The world’s most historic and distinctive trees:the ginkgo

Many of us can’t wait for the autumn show of the Ginkgo biloba (maidenhair tree), which tends to peak just before the buttery-yellow leaves fall all at once, as if they’d planned a dead-of-night drop and one of them said, “ready, set, go.” Considered a living fossil and one of the world’s most historic and distinctive trees, the ginkgo is also one of the most reliable and common street trees, from New York to London to Tokyo (it’s one of the most widely planted trees in Japan). Some people also appreciate the ginkgo’s culinary and medicinal uses or its inspiration to art and spirituality.
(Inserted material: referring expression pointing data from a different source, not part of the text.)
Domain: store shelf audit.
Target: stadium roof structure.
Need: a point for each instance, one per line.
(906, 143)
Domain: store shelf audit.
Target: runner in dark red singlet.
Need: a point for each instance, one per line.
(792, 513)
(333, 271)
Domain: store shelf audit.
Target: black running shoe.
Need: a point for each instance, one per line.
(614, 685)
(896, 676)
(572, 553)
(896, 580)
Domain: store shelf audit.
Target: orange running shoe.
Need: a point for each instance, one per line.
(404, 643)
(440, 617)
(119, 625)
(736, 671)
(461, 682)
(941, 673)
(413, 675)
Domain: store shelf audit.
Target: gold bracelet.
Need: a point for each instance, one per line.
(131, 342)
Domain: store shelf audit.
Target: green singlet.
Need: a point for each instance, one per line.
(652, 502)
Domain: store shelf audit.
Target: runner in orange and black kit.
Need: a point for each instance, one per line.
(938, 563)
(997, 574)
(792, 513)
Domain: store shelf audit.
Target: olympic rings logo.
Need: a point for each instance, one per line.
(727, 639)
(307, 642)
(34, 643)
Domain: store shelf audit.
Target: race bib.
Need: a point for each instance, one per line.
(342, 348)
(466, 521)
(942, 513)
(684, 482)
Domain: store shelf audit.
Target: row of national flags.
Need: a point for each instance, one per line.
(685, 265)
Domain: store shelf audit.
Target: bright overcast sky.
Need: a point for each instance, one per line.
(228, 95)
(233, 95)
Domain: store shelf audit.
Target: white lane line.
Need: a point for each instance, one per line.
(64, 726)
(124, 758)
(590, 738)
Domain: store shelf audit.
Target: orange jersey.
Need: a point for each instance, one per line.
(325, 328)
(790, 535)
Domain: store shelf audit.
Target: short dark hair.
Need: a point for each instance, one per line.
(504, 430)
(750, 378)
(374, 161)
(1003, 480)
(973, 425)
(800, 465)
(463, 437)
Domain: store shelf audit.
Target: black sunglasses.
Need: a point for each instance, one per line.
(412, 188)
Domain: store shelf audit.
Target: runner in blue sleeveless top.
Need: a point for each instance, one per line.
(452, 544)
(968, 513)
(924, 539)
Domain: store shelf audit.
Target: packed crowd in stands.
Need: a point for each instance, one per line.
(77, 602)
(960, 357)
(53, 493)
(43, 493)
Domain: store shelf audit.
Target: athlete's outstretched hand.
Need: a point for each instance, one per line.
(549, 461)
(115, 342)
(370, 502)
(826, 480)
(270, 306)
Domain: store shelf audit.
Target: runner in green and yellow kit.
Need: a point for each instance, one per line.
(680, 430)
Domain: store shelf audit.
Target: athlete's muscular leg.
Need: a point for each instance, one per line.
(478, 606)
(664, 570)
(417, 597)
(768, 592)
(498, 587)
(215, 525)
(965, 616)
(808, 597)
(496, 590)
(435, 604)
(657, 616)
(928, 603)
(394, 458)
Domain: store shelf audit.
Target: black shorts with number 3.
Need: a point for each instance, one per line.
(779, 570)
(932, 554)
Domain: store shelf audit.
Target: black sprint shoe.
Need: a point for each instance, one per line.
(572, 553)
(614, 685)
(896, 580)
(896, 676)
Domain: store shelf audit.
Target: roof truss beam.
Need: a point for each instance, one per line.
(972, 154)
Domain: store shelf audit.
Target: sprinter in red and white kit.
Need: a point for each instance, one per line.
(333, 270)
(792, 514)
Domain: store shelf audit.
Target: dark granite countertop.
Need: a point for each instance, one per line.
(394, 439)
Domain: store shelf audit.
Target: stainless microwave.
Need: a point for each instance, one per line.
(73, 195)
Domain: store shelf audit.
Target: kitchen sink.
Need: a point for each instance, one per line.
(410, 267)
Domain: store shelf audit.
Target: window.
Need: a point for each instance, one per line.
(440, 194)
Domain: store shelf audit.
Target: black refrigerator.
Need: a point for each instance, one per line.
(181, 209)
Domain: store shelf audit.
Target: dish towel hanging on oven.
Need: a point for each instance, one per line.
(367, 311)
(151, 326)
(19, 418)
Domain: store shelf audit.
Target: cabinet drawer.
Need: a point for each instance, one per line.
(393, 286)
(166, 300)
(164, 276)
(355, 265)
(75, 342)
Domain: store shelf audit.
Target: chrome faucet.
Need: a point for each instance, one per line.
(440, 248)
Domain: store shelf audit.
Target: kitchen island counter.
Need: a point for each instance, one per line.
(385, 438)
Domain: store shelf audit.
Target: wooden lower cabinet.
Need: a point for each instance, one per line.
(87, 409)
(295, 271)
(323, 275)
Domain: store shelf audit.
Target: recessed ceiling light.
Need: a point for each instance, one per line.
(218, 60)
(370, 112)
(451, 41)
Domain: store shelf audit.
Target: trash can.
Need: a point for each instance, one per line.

Then there’s Professor Sir Peter Crane, a botanist and evolutionary biologist at Yale University, who has taken ginkgo appreciation and study—and fandom—to new depths and lengths, literally around the globe. What he describes as his “multiyear obsession with this very special tree” has led to a book called Ginkgo: The Tree That Time Forgot. It’s a serious scientific monograph, but hardly dry. It also reads like an unabashed fan letter to the ginkgo and a meditation on the relationship between plants and people. A sampling of chapter titles shows his range: Time, Energy, Sex, Origins, Persistence, Extinction, Reprieve, Gardens, Nuts, Streets, Pharmacy, Legacy.